Don't try this at home. I'm what you call "Stupid."


Sunday, September 12, 2010

I know this is late, but I've been busy. Deal wil it.
Anyway, maybe I should find something entertaining to say...Oh yes. Due to a bout of nostalgia, I have been watching childrens classic cartoon films. And well... lets just say, I'd like to say a few things. I have provided the evidence here:

CASE #1
Subject: Mickey and The Beanstalk.
Charge(s): Convicted of convincing me that Donald Duck will come and murder me in my sleep.
Evidence:
Partway through the movie, we get to the very sad part, where the famous Mickey mouse, the lower than average IQ Goofy, and the incoherent Donald Duck are gathered around the table, fighting off the pangs of starvation while sharing their meal, see through slices of bread and a bean.

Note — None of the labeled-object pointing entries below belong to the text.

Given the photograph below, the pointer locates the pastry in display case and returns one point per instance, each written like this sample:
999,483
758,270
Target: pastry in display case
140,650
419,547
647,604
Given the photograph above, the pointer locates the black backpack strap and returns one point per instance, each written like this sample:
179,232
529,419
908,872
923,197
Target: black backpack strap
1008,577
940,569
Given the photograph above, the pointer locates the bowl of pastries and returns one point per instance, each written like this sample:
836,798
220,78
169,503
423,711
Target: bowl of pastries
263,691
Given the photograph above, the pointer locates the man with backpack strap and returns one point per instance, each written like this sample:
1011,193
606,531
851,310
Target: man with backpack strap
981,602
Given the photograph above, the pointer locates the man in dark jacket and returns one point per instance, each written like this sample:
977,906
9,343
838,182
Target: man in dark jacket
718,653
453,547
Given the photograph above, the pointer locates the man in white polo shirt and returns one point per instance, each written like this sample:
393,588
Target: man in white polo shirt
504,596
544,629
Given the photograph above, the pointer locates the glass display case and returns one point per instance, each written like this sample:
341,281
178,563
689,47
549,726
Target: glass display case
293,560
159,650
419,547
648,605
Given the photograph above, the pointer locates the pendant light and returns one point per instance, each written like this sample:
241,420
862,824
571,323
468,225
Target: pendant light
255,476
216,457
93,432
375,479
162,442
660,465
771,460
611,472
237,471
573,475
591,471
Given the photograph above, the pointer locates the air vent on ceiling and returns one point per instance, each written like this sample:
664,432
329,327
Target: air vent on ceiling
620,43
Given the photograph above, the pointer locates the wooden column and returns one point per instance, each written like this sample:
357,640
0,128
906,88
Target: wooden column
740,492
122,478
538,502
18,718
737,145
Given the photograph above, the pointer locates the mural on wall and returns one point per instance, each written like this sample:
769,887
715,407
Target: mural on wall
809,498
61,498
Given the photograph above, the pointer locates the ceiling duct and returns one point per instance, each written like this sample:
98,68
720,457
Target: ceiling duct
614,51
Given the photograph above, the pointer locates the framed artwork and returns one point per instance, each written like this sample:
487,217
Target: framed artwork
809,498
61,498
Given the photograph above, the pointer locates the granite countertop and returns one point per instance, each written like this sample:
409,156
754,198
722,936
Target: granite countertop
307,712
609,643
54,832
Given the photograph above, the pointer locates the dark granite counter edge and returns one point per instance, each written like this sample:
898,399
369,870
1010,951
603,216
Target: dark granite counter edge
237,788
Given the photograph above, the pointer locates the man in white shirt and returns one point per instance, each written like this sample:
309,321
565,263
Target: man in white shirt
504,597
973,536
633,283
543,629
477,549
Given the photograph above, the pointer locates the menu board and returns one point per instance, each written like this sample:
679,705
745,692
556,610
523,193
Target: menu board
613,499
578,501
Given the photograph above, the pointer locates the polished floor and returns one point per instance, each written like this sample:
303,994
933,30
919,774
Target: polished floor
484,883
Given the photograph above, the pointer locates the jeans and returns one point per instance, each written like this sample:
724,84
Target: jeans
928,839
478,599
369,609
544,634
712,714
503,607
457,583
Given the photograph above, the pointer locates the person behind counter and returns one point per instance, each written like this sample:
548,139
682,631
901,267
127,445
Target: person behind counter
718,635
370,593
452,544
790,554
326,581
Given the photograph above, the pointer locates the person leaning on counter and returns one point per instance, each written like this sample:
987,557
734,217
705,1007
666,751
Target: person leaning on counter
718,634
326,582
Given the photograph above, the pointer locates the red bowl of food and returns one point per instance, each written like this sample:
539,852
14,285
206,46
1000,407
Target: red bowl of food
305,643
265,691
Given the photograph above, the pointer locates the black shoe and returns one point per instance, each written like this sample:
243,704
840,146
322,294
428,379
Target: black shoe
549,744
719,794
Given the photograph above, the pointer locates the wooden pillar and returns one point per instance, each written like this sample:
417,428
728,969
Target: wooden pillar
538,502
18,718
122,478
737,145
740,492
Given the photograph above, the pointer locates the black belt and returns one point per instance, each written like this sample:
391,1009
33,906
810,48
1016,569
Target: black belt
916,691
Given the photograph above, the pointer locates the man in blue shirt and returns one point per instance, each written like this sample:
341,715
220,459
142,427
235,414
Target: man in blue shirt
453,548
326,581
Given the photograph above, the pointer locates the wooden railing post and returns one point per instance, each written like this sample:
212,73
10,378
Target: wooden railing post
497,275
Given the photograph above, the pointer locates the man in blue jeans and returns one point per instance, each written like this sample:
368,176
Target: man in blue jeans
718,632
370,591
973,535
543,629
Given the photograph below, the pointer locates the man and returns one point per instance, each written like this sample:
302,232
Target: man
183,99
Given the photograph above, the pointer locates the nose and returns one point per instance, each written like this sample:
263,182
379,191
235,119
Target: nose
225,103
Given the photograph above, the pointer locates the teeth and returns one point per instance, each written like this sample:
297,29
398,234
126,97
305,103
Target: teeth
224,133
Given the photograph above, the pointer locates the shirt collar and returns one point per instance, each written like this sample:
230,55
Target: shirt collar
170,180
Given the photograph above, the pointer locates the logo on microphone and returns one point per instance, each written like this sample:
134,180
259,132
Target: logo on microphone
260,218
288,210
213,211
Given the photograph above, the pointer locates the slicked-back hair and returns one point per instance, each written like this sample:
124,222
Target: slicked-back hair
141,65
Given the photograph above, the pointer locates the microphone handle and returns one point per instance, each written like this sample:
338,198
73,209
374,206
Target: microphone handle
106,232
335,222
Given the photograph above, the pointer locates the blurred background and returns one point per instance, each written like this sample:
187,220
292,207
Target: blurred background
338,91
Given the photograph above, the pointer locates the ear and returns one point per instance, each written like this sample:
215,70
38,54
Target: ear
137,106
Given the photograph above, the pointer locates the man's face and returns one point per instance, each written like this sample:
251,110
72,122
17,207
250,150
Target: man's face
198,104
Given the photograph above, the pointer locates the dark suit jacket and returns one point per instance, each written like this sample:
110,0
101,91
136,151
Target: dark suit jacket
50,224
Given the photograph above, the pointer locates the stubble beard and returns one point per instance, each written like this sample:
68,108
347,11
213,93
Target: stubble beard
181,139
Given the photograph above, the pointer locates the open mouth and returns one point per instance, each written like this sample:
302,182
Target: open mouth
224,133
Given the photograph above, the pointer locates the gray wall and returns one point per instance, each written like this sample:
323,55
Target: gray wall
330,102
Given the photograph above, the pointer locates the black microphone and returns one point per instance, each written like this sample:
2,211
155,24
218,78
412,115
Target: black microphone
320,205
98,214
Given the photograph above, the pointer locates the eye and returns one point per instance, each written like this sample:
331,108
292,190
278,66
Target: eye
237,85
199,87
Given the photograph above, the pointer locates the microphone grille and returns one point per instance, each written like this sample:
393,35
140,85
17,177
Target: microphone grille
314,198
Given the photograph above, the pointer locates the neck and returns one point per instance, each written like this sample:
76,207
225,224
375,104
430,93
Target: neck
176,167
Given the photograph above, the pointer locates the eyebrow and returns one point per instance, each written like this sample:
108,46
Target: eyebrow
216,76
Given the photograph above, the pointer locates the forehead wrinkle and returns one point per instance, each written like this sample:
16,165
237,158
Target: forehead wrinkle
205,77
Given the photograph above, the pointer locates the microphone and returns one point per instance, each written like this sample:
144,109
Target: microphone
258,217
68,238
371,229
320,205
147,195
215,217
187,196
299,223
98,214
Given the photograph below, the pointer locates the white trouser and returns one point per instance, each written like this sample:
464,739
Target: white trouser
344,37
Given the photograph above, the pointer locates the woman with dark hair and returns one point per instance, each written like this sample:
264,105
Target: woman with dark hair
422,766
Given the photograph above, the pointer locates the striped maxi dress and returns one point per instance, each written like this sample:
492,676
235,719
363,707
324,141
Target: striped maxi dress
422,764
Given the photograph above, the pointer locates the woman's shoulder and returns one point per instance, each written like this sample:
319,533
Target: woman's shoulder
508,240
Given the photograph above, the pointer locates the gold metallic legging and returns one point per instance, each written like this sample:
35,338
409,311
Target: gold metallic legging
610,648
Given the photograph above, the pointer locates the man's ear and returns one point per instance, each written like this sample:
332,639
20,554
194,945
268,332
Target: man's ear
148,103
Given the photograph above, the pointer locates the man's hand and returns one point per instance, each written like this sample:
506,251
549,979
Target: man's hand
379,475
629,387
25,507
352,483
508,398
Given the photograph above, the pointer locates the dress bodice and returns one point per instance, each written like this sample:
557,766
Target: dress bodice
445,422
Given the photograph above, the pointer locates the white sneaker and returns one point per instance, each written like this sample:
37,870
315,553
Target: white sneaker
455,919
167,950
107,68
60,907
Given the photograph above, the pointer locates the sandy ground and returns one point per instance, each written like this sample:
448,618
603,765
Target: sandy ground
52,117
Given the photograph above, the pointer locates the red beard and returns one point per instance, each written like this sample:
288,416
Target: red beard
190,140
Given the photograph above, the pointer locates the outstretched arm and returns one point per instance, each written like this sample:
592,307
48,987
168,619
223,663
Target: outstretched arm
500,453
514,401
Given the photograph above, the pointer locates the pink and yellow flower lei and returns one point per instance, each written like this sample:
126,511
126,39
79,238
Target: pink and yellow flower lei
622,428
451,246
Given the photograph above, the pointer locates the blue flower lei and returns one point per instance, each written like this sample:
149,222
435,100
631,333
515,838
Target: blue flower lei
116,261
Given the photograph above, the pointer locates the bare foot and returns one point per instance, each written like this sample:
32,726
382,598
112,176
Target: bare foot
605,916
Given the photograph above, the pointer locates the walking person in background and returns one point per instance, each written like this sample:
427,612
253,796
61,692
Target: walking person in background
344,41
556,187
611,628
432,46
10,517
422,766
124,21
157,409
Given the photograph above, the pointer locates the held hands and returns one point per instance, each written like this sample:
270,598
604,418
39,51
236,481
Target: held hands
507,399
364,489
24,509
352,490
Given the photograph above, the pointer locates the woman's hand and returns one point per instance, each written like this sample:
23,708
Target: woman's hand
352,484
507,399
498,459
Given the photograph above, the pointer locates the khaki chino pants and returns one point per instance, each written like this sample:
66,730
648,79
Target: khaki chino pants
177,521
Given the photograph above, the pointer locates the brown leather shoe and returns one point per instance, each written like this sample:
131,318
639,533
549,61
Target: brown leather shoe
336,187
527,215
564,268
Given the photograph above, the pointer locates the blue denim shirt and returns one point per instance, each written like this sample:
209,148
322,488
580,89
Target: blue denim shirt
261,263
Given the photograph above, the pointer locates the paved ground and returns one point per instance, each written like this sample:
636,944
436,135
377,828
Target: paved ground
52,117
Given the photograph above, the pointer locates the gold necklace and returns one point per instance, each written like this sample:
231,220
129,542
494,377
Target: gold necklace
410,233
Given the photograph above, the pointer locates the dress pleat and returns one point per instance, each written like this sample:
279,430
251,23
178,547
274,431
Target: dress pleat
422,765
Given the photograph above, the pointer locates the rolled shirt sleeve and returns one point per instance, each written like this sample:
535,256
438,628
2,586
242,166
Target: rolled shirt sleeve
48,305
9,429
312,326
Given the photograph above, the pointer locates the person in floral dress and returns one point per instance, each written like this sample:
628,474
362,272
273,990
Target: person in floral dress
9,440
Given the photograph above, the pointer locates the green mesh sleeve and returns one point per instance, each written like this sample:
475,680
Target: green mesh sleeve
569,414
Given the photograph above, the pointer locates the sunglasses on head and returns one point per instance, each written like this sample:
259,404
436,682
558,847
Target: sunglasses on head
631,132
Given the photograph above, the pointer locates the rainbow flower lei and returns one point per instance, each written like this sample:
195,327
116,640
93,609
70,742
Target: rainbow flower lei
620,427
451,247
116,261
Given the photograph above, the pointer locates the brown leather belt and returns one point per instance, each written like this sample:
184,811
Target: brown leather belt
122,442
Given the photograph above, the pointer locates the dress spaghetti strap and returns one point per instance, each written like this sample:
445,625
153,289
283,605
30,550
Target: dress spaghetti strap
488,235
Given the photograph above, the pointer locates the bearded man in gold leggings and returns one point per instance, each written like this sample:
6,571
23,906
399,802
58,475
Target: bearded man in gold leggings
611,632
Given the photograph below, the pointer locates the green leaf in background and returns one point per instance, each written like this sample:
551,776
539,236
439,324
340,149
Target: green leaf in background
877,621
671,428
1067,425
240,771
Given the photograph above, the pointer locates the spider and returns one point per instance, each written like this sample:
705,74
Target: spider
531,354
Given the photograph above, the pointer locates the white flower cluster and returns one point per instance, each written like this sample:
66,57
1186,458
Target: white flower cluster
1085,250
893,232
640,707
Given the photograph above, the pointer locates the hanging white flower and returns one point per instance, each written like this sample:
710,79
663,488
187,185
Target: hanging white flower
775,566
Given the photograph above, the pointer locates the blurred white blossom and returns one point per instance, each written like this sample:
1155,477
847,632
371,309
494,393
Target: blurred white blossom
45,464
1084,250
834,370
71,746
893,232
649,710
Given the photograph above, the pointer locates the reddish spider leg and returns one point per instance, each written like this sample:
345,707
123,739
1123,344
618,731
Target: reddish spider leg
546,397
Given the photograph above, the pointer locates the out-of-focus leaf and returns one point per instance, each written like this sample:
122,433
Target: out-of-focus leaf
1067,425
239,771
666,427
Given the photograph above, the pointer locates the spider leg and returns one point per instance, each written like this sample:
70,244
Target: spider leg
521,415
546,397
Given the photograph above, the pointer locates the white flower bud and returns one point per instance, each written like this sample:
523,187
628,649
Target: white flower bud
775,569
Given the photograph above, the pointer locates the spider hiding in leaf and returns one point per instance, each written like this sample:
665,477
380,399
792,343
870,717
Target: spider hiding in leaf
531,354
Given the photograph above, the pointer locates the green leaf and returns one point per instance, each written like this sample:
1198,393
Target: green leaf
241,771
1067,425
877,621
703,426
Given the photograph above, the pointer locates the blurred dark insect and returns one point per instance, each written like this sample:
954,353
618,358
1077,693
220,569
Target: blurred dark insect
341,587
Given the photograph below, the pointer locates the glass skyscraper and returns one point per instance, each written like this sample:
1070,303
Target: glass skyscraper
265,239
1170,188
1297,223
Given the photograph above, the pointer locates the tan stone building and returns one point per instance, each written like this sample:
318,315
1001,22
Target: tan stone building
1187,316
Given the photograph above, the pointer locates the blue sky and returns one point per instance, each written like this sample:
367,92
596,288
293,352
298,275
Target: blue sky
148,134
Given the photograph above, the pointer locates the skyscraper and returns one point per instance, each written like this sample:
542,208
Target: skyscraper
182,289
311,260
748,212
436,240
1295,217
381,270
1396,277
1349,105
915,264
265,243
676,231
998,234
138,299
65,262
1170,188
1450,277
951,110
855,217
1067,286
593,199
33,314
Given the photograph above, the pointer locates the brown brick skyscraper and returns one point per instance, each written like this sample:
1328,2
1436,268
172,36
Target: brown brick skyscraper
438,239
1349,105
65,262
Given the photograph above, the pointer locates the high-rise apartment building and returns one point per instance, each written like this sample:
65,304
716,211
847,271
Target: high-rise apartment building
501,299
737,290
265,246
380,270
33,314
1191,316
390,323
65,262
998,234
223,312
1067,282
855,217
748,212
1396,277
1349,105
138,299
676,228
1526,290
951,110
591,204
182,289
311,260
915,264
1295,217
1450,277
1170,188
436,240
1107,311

First off, when the f**k did disney become so damn depressing? This sounds more like a portrayl of Third World children in an impoverished country. I was half expecting to hear the narrarator saying how they killed Pluto just to survive the winter, and that Goofy was dying from a bad case of dysentery. And they've gotten worse over the years, look at Toy Story 3.
Anyway, moving along. Just as Donald is about to eat if food, he flies into a psychopathic rage, attempting to eat dinner plates and cutlery, and later grabbing the communal axe, and trying to murder their cow.
Yeah. Way to go, walt disney. The result? Nightmares. Many, many nightmares.

CASE 2:
Subject: The Sword and The Stone
Charge(s): Zoophilia, Negligence, and many, many bad decisions.
Evidence:
The second case would have to be the Sword in the Stone. This movie is kinda old, therby repeating animated scene bits (like when Wart (Arthur) falls down the stairs... which can still be kind of hilarious), and  containing that glorious gritty technicolour we all know and love.
However, the Sword in the stone, the old Wizard Merlin is trying to show Wart that brains are more valuable over brawn, education and wisdom are the keys to life, etc, etc, you know the drill. So how does he decide to do it? Make him read the works of philosophers? Have him study biochemistry and physics?
He turns him into a f**king fish.
And then a squirrel.
And then a bird.
What. The. Hell.
And coincidentally, each encounted winds up with Wart having an NDE, while Merlin is either forgetting a spell that could actually save his live, or singing a song about zoophilia.
Yes, zoophilia.
When they are having magical adventures as squirrels, a young lady squirrel falls for Squirrel-Wart. Instead of intervening, Merlin just shrugs and starts singing about how love is stupid, and . Then Merlin gets stalked by a fat old lady squirrel. And when Arthur finally is changed back into a human, the little girl squirrel is heartbroken, while he's a total jackass about it. As she runs away, sobbing hysterically, I think "Way to go, a**hole. I mean, she was the best piece of tail(Pun intended) you're ever gonna get. I bet she'll be the one who tells Guinevere you're a class 4 d-bag. Sh**, no wonder she banged Lancelot when you weren't looking.
Anyway, I know there are many more frightening old childrens movies out there. But I have a math test to study for.